Uniforms are a path to social identity and status, but they can become an imposition when detached from women’s social contexts and needs

Lakshmi Kaurav has a fondness for two identical sarees in her cupboard, both coffee-hued (the sunlight lightens it to a rich maroon). Both have a plain cream-beige border, worn the same way every day, with the pallu draped neatly over the shoulder. This dress is her ‘pehchaan (identity)’ as an ASHA facilitator in Madhya Pradesh, she says. 

The uniform saree’s colour itself changes across the state: in rural Sehore or Mundla Chhawal it is purple, in urban Gwalior or Indore it is a vibrant orange. But still, these six yards, folded and neatly draped, mark their social identity as frontline health workers, says Lakshmi.

The official mandate is to wear this on regular duty, while visiting the local public health centre for meetings or visiting pregnant women for immunisation. But to Lakshmi, this uniform is also an expression of solidarity among the 1 million women who make the Accredited Social Health Activist cadre in India. “We decided that whenever there is a protest or event, like a meeting with the chief minister, we will wear our uniforms, even if we aren’t on duty,” she says. “Yeh humari vardi hai (this is our uniform).” 
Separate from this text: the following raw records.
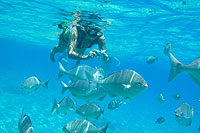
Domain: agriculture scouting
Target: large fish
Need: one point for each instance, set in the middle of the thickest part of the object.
(90, 111)
(193, 69)
(78, 72)
(85, 90)
(184, 114)
(24, 123)
(83, 126)
(33, 83)
(124, 83)
(64, 106)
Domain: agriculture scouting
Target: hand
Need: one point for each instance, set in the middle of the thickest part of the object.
(104, 56)
(93, 53)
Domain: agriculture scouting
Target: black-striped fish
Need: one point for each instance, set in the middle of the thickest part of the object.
(115, 104)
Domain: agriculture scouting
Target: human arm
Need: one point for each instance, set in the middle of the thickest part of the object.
(102, 48)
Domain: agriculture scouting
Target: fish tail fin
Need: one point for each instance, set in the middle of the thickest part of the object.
(104, 128)
(168, 49)
(55, 107)
(64, 87)
(91, 78)
(45, 84)
(176, 67)
(20, 118)
(62, 70)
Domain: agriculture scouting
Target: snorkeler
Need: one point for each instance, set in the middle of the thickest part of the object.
(77, 37)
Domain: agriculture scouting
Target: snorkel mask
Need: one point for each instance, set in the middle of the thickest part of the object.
(93, 32)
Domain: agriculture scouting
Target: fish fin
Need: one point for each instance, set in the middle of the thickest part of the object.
(71, 109)
(64, 87)
(45, 84)
(20, 118)
(176, 67)
(195, 79)
(65, 114)
(168, 48)
(98, 117)
(130, 99)
(62, 71)
(55, 107)
(104, 128)
(101, 98)
(111, 95)
(89, 76)
(126, 85)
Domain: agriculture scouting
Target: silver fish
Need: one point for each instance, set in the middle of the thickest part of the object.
(160, 98)
(151, 60)
(85, 90)
(24, 124)
(64, 106)
(124, 83)
(184, 114)
(83, 126)
(78, 72)
(90, 111)
(33, 83)
(193, 69)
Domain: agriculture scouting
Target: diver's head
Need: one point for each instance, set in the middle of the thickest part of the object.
(94, 32)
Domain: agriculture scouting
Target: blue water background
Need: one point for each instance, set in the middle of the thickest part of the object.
(140, 29)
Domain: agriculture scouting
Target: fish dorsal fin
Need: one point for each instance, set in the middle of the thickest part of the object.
(195, 79)
(176, 67)
(132, 77)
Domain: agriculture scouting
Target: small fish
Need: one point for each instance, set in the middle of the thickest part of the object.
(83, 126)
(192, 69)
(177, 96)
(184, 114)
(33, 83)
(24, 123)
(99, 73)
(90, 111)
(151, 60)
(115, 104)
(160, 120)
(160, 98)
(168, 48)
(64, 106)
(124, 83)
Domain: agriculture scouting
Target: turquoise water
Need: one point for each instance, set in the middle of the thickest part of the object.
(139, 29)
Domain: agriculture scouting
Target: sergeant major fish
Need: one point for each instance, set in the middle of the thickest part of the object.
(24, 124)
(90, 111)
(83, 126)
(33, 83)
(64, 106)
(115, 104)
(184, 114)
(193, 69)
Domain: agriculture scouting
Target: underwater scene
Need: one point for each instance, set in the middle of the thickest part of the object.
(97, 66)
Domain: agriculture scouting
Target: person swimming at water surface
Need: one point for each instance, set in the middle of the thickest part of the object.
(77, 37)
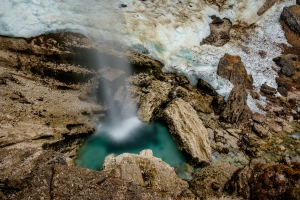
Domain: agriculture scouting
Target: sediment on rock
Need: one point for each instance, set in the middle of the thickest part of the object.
(188, 131)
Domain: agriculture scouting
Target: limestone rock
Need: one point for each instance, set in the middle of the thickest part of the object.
(233, 69)
(265, 181)
(220, 32)
(235, 105)
(268, 90)
(188, 131)
(260, 130)
(147, 171)
(288, 64)
(210, 181)
(291, 16)
(158, 94)
(205, 87)
(259, 118)
(28, 171)
(80, 183)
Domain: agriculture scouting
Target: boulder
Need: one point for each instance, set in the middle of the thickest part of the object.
(266, 181)
(220, 32)
(147, 171)
(236, 104)
(27, 173)
(209, 182)
(188, 131)
(291, 16)
(206, 88)
(260, 130)
(157, 95)
(259, 118)
(288, 64)
(80, 183)
(232, 68)
(268, 90)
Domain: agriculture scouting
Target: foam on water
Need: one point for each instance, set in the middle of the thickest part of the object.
(129, 139)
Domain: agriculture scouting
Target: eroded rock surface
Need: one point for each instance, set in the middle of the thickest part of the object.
(148, 171)
(210, 181)
(188, 131)
(263, 181)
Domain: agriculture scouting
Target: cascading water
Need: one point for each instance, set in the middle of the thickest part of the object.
(122, 131)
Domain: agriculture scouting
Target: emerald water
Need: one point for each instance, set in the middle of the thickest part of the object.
(129, 136)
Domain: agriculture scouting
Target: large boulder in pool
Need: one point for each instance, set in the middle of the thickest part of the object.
(147, 171)
(188, 131)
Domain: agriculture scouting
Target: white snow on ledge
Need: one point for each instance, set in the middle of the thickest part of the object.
(170, 29)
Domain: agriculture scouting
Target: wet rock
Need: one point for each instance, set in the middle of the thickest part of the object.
(201, 103)
(210, 181)
(268, 90)
(218, 104)
(288, 63)
(282, 91)
(220, 32)
(80, 183)
(147, 171)
(260, 130)
(235, 105)
(284, 82)
(268, 4)
(158, 94)
(28, 171)
(265, 181)
(232, 68)
(18, 96)
(255, 95)
(188, 131)
(259, 118)
(291, 16)
(206, 88)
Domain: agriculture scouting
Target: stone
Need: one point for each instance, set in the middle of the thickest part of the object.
(266, 181)
(291, 16)
(29, 171)
(205, 87)
(282, 91)
(147, 171)
(188, 131)
(209, 182)
(259, 118)
(158, 95)
(233, 69)
(235, 105)
(268, 90)
(288, 64)
(284, 82)
(218, 104)
(79, 183)
(219, 32)
(260, 130)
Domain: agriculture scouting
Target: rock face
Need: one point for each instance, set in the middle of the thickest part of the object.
(291, 16)
(220, 32)
(26, 173)
(263, 181)
(236, 104)
(188, 131)
(233, 69)
(210, 181)
(147, 171)
(157, 95)
(80, 183)
(268, 90)
(288, 64)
ASHA workers have since 2012 pressed for the right to wear a uniform that establishes their social identity and weaves a path towards government recognition as ‘workers’. This recognition would strengthen their decade-long protest movement and in turn, guarantee a fixed salary, social security, pension benefits, and dignity of their labour, they say.

There is no Central guideline on the uniform to be worn by an ASHA worker, and the decision is made by individual state governments, either unilaterally or in consultation with unions to account for region-specific cultures and environments, union leaders told BehanBox

But what is the ASHA attire? And what colour befits the affective labour of these women frontline workers?
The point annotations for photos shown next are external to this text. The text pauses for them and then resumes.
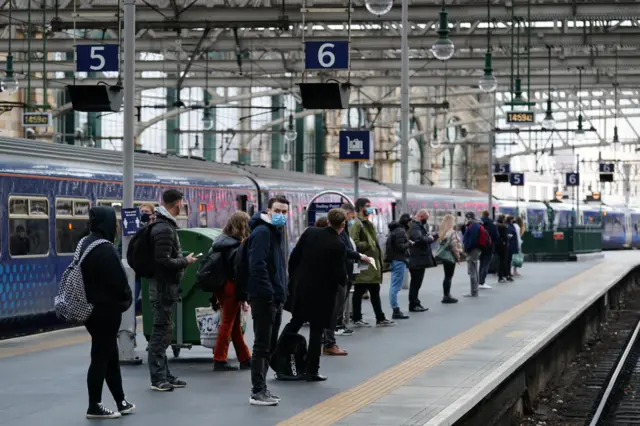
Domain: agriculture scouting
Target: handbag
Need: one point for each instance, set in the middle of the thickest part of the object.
(517, 260)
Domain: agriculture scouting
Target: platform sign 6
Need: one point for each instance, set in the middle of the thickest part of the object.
(516, 179)
(573, 179)
(326, 55)
(97, 58)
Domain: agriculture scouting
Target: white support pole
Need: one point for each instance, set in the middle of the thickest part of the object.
(404, 116)
(127, 331)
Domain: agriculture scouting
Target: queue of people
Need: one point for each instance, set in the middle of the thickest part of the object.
(340, 253)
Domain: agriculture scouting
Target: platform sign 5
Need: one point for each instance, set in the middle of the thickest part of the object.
(97, 58)
(326, 55)
(356, 145)
(502, 168)
(516, 179)
(130, 221)
(607, 167)
(573, 179)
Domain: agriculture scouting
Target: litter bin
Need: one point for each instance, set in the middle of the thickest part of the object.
(185, 331)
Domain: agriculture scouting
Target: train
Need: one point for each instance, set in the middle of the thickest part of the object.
(47, 189)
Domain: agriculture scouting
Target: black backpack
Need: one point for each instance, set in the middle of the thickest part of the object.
(289, 361)
(212, 273)
(140, 252)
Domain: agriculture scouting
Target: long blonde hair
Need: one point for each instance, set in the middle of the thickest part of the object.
(238, 226)
(448, 223)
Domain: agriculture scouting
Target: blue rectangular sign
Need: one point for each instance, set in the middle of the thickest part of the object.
(97, 57)
(516, 179)
(573, 179)
(130, 221)
(326, 55)
(356, 145)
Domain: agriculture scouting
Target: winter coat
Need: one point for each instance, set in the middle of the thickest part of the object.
(352, 256)
(317, 266)
(365, 236)
(167, 254)
(267, 267)
(420, 253)
(397, 247)
(105, 280)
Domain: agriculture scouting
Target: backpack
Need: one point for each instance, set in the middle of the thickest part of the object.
(212, 273)
(71, 303)
(140, 252)
(289, 361)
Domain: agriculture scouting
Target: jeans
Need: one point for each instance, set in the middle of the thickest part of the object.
(417, 276)
(230, 326)
(159, 341)
(485, 260)
(267, 317)
(315, 343)
(105, 365)
(449, 270)
(374, 295)
(472, 269)
(330, 333)
(398, 269)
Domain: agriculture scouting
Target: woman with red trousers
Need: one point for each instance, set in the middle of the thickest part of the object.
(236, 231)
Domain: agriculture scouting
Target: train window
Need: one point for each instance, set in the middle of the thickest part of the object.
(183, 217)
(72, 217)
(203, 216)
(28, 226)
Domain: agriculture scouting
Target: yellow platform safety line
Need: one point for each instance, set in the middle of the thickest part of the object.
(339, 406)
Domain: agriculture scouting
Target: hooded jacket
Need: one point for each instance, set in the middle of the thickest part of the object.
(167, 253)
(267, 266)
(104, 277)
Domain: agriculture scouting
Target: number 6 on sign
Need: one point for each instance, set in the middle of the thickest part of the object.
(324, 55)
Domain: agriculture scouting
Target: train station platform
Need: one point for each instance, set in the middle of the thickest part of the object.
(428, 370)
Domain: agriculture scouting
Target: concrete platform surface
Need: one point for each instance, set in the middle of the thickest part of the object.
(402, 375)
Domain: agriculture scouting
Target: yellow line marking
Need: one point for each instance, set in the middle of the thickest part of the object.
(341, 405)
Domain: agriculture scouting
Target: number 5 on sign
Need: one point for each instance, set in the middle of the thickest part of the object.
(326, 55)
(97, 58)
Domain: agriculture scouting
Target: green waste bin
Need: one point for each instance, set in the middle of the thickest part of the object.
(185, 330)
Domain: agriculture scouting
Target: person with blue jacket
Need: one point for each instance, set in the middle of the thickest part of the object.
(267, 290)
(470, 242)
(486, 255)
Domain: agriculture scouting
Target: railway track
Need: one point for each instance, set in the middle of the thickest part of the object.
(620, 404)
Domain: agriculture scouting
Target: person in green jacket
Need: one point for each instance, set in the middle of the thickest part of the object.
(365, 237)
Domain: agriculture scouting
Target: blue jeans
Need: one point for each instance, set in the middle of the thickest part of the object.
(398, 269)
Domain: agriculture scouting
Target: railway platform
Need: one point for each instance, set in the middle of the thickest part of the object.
(428, 370)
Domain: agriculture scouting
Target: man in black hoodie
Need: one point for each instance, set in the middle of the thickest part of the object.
(108, 291)
(267, 290)
(163, 288)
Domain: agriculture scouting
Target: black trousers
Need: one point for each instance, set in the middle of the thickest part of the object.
(374, 294)
(417, 275)
(315, 343)
(105, 366)
(267, 317)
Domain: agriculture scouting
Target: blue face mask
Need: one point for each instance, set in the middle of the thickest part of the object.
(278, 219)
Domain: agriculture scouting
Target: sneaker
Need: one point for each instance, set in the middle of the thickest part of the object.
(385, 323)
(263, 398)
(99, 411)
(361, 323)
(344, 332)
(178, 383)
(162, 387)
(125, 407)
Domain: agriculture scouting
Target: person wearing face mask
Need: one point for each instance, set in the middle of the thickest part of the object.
(266, 290)
(420, 257)
(163, 288)
(365, 236)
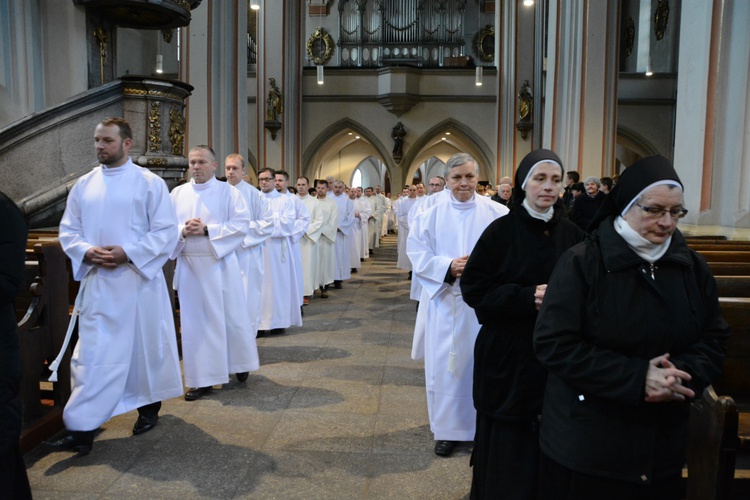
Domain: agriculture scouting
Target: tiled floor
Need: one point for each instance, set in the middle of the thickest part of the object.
(337, 410)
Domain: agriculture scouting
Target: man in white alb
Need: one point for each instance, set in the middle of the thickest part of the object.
(217, 337)
(301, 221)
(281, 302)
(309, 241)
(327, 241)
(119, 229)
(439, 244)
(342, 265)
(365, 209)
(250, 254)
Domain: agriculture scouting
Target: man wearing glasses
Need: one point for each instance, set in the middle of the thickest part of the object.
(281, 302)
(216, 328)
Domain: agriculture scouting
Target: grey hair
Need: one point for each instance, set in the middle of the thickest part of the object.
(593, 179)
(459, 159)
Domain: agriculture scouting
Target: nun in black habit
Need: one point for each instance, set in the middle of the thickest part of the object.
(631, 331)
(504, 281)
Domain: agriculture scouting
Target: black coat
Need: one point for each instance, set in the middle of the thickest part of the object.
(584, 208)
(12, 256)
(602, 320)
(514, 255)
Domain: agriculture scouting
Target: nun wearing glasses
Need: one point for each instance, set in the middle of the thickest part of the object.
(630, 332)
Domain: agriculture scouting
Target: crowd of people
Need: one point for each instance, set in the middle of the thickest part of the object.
(247, 262)
(563, 335)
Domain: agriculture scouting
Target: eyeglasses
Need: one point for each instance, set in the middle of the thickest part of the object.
(658, 213)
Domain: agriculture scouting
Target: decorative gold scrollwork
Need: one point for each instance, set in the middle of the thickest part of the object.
(484, 44)
(177, 131)
(154, 127)
(320, 47)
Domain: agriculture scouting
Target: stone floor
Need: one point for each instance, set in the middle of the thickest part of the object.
(337, 410)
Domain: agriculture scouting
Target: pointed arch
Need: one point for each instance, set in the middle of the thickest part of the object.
(463, 139)
(326, 136)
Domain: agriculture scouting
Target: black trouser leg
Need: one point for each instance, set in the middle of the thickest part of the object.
(150, 409)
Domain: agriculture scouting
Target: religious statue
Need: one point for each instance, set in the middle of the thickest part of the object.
(525, 110)
(525, 102)
(397, 134)
(273, 103)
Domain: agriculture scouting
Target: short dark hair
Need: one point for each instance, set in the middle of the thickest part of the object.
(204, 147)
(121, 123)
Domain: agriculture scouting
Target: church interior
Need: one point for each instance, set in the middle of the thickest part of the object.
(382, 93)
The world knows ASHA workers as the ‘pink army’ since COVID-19, when they led India’s efforts in immunisation, surveillance, and raising awareness. But this image varies across the country. In Haryana, she is recognised for her red salwar-kameez; in UP, it is a white saree with blue borders; and in parts of Maharashtra, a taffy pink drape marks them apart. Meghalaya has blue jainsems (local traditional dresses); Andhra Pradesh has a white saree with red borders; and Assam’s white drape has a strip of green running across its borders.

There is social and political meaning in ASHA workers’ dress code, shaped over decades by medical and cultural contexts, says Bijoya Roy, an assistant professor of public health and gender studies at Centre for Women’s Development. And ASHA workers’ fight to own and be identified through a uniform has to be seen through these narratives, she adds. 

Demand For A Dress Code

In 2005, the Ministry of Health and Family Welfare launched the ASHA programme under the National Rural Health Mission to improve delivery of rural healthcare services. With the mandate to ease the burden of Anganwadi workers and Auxiliary Nurse Midwives and provide last-mile healthcare, they were responsible in every village for immunisation, assisting women with prenatal checks and delivery, followed by ante-natal care. 

There was no specification as to how these women should appear in society or what they should wear on the course of their duty; they were and remain to this date ‘volunteers’ expected to allocate a mere three-four hours of their day to this work. 

The demand for a dress code escalated as their role expanded and responsibilities increased. Around 2012, some states, including Haryana, gave ASHA workers pink coats or jackets, recalls Sunita, an ASHA coordinator from the region. Continued protests over the next few years for a fixed salary also spotlighted a demand for sarees to become their official uniforms so that they could have a unique identity similar to Anganwadi workers (some states set down the saree as the dress code for Anganwadi workers in 2010, and now for their helpers too). The Odisha health department in 2016 decided on saree uniforms for multipurpose health workers like ASHA workers; Madhya Pradesh heeded their demands in 2017.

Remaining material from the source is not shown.